The most effective genes and their normalized scores for breast cancer are shown in Fig. 3. [36] suggests that CASP9 transcriptional regulation is an important factor in the development of breast cancer. [37] proposes CASP9 as a biomarker and a therapeutic target in inflammatory breast cancer. [38] investigates the role of IQGAP2 in tumor angiogenesis in breast cancer. [39] investigates the role of IQGAP2 as a tumor suppressor in breast cancer. [40] examines breast tissue microarrays and shows overexpression of MADD. [41] shows that the PFKP protein is highly expressed in triple-negative breast cancer (TNBC). [42] investigates that silencing NOTCH4 promotes tumorigenesis and inhibits metastasis in TNBC. [43] suggests that MED13L positively correlates with survival of patients with breast cancer. [44] finds that NEDD4 expression is a predictive factor for the response to hormone therapy in breast cancer patients. [45] indicates upregulated MXRA5 expression in breast cancer tissue.
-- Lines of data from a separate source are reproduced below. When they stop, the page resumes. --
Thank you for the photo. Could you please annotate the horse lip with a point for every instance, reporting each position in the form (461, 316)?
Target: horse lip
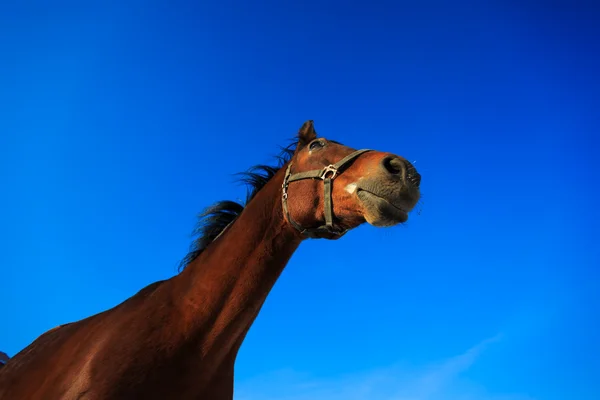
(399, 207)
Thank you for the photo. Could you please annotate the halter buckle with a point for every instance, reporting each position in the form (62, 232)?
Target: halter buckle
(329, 169)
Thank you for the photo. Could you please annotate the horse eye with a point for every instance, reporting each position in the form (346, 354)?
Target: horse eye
(316, 144)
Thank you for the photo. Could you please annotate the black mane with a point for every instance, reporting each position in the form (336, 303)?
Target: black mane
(215, 218)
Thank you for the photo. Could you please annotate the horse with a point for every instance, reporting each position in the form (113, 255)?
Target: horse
(179, 338)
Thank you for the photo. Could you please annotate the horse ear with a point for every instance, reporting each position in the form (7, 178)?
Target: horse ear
(306, 134)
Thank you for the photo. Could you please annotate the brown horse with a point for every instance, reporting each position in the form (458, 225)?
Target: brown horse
(179, 338)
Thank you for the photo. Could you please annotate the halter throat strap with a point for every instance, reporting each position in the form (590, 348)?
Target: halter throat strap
(327, 175)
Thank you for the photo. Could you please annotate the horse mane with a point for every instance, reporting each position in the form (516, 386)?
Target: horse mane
(213, 220)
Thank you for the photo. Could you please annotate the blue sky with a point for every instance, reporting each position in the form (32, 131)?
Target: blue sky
(120, 121)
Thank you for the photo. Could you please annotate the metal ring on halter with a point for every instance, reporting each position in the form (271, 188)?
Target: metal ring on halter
(327, 175)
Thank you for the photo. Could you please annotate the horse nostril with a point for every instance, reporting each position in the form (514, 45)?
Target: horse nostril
(411, 174)
(392, 164)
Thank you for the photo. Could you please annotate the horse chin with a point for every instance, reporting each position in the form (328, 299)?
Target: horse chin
(379, 211)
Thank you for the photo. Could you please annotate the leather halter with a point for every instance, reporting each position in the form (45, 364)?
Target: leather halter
(327, 175)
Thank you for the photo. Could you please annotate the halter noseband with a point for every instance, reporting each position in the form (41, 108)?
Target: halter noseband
(327, 175)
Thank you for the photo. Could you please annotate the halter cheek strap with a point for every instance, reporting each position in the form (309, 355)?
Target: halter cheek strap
(327, 175)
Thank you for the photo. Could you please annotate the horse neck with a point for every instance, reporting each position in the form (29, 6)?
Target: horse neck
(223, 290)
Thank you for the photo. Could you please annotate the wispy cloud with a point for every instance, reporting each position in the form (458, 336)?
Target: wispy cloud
(437, 381)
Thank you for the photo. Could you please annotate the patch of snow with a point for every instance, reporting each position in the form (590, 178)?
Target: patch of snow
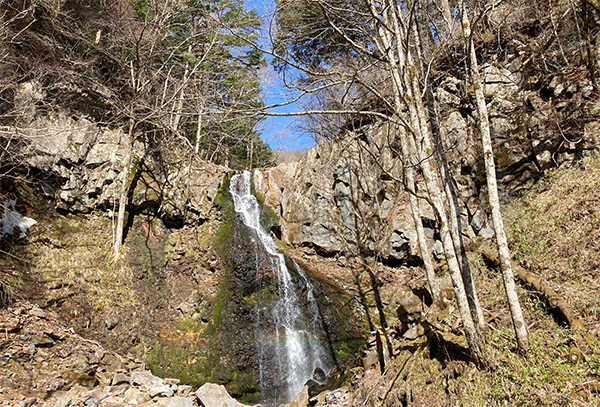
(11, 219)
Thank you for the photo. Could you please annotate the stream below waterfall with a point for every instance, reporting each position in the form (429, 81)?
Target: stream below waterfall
(289, 326)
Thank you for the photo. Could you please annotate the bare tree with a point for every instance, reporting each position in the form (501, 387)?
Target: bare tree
(494, 202)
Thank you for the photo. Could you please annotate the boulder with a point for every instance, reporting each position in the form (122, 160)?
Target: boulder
(301, 399)
(214, 395)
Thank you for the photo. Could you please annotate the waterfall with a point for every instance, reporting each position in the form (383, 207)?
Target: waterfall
(289, 324)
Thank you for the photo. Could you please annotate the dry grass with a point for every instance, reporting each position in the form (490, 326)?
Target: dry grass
(555, 232)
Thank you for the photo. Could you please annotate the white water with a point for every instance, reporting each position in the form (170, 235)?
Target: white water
(295, 350)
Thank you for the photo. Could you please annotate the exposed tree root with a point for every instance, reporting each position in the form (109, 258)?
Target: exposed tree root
(552, 298)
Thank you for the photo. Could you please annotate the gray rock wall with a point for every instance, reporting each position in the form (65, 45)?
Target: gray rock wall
(347, 194)
(82, 167)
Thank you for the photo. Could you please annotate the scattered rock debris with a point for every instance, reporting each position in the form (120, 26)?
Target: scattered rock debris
(42, 363)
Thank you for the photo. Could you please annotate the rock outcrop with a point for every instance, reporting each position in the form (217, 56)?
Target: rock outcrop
(82, 168)
(347, 194)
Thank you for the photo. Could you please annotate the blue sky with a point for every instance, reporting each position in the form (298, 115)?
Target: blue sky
(279, 132)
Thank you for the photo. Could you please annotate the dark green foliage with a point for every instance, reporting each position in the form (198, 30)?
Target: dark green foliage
(168, 68)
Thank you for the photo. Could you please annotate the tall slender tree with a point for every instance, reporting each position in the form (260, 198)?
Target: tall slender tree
(492, 187)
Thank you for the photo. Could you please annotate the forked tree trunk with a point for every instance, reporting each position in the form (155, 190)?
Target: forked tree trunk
(490, 171)
(392, 36)
(452, 200)
(124, 193)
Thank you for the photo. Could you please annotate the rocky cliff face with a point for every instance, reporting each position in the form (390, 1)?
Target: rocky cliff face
(347, 194)
(81, 166)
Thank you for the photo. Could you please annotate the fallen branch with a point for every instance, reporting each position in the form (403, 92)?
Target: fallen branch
(553, 299)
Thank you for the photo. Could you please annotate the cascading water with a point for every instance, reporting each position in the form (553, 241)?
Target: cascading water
(289, 324)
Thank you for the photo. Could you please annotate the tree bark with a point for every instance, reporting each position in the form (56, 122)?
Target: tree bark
(406, 88)
(124, 193)
(490, 170)
(453, 204)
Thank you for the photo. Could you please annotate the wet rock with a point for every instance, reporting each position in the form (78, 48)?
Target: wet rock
(301, 399)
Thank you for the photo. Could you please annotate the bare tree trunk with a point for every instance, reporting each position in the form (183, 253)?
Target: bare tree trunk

The most effective genes and their normalized scores for prostate cancer are shown in Fig. 4. ARHGEF3 is shown to be an oncogene and is proposed as a novel biomarker for the prediction of invasive prostate cancer in [46]. [47] associates high and intermediate levels of CCDC88A with higher prostate cancer survival. [48] finds that overexpression of DOCK4 is observed in primary prostate tumors in the TCGA dataset. [49] finds that CR-1 mRNA and protein are upregulated in prostate cancer and suggests that CR-1 expression may be a novel biological target for personalized therapy. [50] identifies RXRA as a novel target in prostate cancer. PDLIM5 is reported to be abnormally enriched in prostate cancer tissues in [51]. According to [52], studies using various systems biology methods have highlighted NR3C1 as a potential gene in prostate cancer metastasis. SATB1 is shown to be overexpressed in metastatic prostate cancer in [53]. [54] finds that serum concentration of TYRO3 is significantly increased in men with localized or metastatic prostate cancer compared to men without prostate cancer.
We searched the literature if there exist research for top 20 of these proposed genes related with the corresponding cancer type by our explainer. We found that nearly half of them took part in previous studies. This shows that our framework emphasizes on proper genes for the selected cancer types. And also the rest of the genes that are proposed by the explainer can be utilized as novel target genes for new cancer studies.Fig. 3. Explainer results for breast cancerFig. 4Explainer results for prostate cancer
A real-life simulation experiment for GNNMutation
Since the patient features of GNNMutation are based on class information, we constructed a simulation study to demonstrate how it can be applied in a real-life scenario where the class information (cancer or no-cancer) of a patient is not known. In this case, we have to consider the patient as being in both classes and compare the results for the final prediction.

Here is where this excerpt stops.